Hamilton and Me: My Reflections on the Revolutionary Musical

In early 2015, musical theater phenom and old school hip hop head Lin-Manuel Miranda unveils his new musical, Hamilton: An American Musical. A year and a half later, super-nerd and aspiring writer Ariel Rada (yours truly) puts his stubbornness aside and finally listens to the broadway recording that has enamored and consumed his family members, Hamilton: An American Musical. In the ensuing months no other music graced my ears. Lin-Manuel’s masterpiece has affected me in a way that no piece of art had before. About a year and half after my love affair with Hamilton: An American Musical started my girlfriend literally hit the jackpot; by winning the Hamilton lottery. I come to you in this piece, with fresh eyes and ears, in an attempt to put to page the deep and complex emotions that Ron Chernow, Lin-Manuel Miranda, and Alexander Hamilton have instilled in me.

Those of you who know me know that I call myself a writer, one who is as amateur in skill and experience as they come. Despite my usual desire to write reviews of the entertainment I consume and my constant need to let the people know what I do and do not like (mostly do not) I was always hesitant to tackle Hamilton. It was no accident that it has taken almost two years since my musical affair began for me to finally muster up the courage to shout into the void in the hopes that Hamilton himself can feel my emotions through time and space and Lin-Manuel would somehow read this through the magic of the internet. Hamilton reminds the audience of morality and legacy. I am not throwing away my shot in this world and my time to write like I’m running out of time starts now.

I was never much of a broadway enthusiast however, as a musician and writer it’s easy to see the talent and vision required to create such extraordinary works of art. Lin-Manuel Miranda didn’t just make a broadway hit. He created a show with incredible crossover appeal. Miranda saw shades of himself in Hamilton so he retold the story through his own hip hop centric New York experience. The hip hop influence behind Hamilton: An American Musical is what makes it truly unique. Perhaps someday broadway performers or programs will look back at shows like Hamilton and put work into the rap and hip hop that made it so unique. Many of the talented performers in the show sometimes struggle at the quick, slick rhymes Miranda wrote for himself and his friends. The ghetto-lingo brings such a charm to the characters; it truly reminds you that it’s immigrants and people of color behind the production.

Raise a glass to the four of us!

The fact that Hamilton was of mixed race and an immigrant in New York is of the utmost importance when relating his life to that of Lin-Manuel Miranda. It helps remind all of us that the country was created on the backs of immigrants; both white and colored.
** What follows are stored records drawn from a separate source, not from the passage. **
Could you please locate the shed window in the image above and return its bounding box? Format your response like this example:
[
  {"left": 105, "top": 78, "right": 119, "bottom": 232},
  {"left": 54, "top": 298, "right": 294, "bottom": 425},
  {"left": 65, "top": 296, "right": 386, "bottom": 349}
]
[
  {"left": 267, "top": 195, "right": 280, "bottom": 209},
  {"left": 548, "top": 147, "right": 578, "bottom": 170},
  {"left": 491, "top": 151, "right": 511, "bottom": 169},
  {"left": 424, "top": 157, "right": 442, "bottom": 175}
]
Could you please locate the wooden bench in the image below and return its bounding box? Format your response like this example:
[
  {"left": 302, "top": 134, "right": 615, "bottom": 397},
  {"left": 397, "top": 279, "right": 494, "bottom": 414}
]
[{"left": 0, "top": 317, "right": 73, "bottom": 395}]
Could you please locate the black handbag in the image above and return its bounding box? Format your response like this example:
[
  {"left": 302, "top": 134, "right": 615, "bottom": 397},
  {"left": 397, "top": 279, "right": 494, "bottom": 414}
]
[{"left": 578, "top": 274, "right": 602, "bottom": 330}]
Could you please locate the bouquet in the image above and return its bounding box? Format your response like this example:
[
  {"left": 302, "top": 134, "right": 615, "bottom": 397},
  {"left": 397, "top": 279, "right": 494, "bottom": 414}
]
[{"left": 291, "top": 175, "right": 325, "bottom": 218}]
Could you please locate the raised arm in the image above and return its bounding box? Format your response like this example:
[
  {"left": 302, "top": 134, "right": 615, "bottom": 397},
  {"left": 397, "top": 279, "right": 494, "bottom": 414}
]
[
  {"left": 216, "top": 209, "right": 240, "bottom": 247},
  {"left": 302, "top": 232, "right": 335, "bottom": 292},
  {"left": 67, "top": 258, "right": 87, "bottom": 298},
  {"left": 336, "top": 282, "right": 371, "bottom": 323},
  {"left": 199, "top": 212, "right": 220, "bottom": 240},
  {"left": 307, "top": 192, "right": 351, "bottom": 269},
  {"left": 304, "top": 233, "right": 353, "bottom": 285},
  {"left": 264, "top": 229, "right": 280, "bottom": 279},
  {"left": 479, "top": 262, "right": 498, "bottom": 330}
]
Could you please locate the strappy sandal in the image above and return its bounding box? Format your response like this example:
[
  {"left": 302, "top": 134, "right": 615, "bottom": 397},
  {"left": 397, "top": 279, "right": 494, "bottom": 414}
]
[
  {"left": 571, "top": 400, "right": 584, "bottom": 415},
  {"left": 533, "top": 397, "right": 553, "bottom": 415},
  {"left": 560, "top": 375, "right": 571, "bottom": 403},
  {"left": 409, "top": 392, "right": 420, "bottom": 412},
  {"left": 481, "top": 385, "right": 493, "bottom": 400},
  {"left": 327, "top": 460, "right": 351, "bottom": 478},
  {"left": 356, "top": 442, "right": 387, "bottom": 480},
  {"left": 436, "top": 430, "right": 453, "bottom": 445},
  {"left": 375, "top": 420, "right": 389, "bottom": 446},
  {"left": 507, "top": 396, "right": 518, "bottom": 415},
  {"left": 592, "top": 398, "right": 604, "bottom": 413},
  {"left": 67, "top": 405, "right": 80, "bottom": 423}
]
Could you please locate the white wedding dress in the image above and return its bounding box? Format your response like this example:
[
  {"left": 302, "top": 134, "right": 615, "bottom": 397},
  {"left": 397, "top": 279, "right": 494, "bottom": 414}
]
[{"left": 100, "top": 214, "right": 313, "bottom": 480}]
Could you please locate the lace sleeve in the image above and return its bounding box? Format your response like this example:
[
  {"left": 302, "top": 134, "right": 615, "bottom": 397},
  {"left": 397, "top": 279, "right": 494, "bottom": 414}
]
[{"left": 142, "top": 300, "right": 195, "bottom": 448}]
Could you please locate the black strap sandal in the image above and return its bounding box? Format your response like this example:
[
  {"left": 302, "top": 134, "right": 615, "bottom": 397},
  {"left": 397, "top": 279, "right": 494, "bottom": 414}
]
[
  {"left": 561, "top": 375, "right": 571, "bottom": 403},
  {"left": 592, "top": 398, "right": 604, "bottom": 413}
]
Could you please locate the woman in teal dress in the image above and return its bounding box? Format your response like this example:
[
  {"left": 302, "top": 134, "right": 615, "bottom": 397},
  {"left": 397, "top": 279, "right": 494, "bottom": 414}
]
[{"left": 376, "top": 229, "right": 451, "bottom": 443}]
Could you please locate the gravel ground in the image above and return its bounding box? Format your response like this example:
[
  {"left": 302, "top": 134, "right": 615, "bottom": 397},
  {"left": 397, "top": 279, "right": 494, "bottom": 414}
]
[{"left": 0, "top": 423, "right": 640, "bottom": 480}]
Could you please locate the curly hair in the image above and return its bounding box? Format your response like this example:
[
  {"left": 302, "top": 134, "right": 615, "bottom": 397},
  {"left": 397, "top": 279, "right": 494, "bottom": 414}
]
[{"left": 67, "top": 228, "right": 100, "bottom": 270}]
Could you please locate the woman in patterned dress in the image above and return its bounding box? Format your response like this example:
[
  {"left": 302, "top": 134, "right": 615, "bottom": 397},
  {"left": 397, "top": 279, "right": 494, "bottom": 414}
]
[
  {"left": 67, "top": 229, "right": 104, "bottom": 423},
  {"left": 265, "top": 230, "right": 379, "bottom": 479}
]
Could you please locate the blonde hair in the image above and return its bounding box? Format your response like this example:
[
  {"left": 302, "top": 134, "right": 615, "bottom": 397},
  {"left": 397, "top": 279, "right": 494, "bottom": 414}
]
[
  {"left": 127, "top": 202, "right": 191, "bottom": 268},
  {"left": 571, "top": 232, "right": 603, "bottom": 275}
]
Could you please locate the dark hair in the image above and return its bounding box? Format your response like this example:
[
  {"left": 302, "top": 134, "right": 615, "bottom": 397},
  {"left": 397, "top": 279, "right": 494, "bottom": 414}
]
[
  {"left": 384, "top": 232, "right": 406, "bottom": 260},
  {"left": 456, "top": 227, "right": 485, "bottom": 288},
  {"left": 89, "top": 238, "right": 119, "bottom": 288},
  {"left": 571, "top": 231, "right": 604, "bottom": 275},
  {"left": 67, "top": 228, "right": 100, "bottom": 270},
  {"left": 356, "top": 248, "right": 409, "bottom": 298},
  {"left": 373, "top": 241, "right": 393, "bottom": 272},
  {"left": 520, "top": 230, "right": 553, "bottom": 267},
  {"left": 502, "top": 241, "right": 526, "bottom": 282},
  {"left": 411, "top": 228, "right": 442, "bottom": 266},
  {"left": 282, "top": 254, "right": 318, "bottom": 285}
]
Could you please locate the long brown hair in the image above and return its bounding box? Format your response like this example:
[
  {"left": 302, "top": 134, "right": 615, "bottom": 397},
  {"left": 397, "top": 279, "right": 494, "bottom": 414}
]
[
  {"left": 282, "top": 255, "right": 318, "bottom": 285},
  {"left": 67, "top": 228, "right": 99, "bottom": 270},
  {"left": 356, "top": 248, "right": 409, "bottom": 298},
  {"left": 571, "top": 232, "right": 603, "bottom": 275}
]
Lin-Manuel’s decision to fill was cast with people of color was no accident nor could it have been easy. It is no small thing for an audience to see themselves in the art they consume. An American musical, set in the history of America, played by Americans of different colors is a stark contrast to the message being spread by some today. Let Hamilton: An American Musical be a declaration that these Americans will not be erased from the narrative and the history of their home.

As a young Filipino kid in Jersey, hip hop and the R&B was the language of my community and peers. Through church productions and the osmosis of my very talented family, I was attracted to music of all kinds and developed what talent I had. However, I was never known to dig deep into the well of broadway musicals. I scoffed at commercials for Cats and avoided the allure of the Phantom but if Miranda’s masterpiece had debuted during my formative years there would have been no doubt as to my immediate interest. I can say with some confidence that this show would have inspired me to cultivate my talent and audition for musicals or other programs. My chance to take that shot has passed but I pray that this effect was not wasted on me. I pray that some young man out there ignores any societal pressures or racial disadvantages and is inspired by Miranda to join the arts. I pray that we might have a diversity on stage and in the arts that reflects the population of our world.

The potential for inspiration is the true power of this musical. It brings peoples and genres that are often relegated to the background up to center stage. I’ve had classmates dismiss my cries of racism. I’ve had teachers disregard the difficulty of rapping. I cannot say that a single musical can break these stigmas long held around the world but I can say that Lin-Manuel might have inspired the generation that rises up and incites the cultural revolution. I have no connection to the creation of this work of art yet I can’t help but feel a swell of pride and joy that Hamilton’s story is not just a broadway hit, it’s a true phenomenon.

Watching Hamilton in person gave me one true message; that a group of young men and women of color can incite revolution. The few can influence the many. The disadvantages that plague the minorities of this country can be overcome. We must heed the call of Alexander Hamilton.  Rise up, stand, and do not throw away your shot to make this world a better place. Let that be the legacy of our generation.

I have the honor to be your obedient servant,

A. Rada


Ariel is your typical 90's kid that realized being a casual fan wasn't enough. Instead of channelling his energy into school or extracurricular activities, it went almost exclusively into all things geek. You can find him dressing up as a Disney Pixar boy scout, obsessing over continuity errors, or complaining about how difficult it is to run a podcast and website.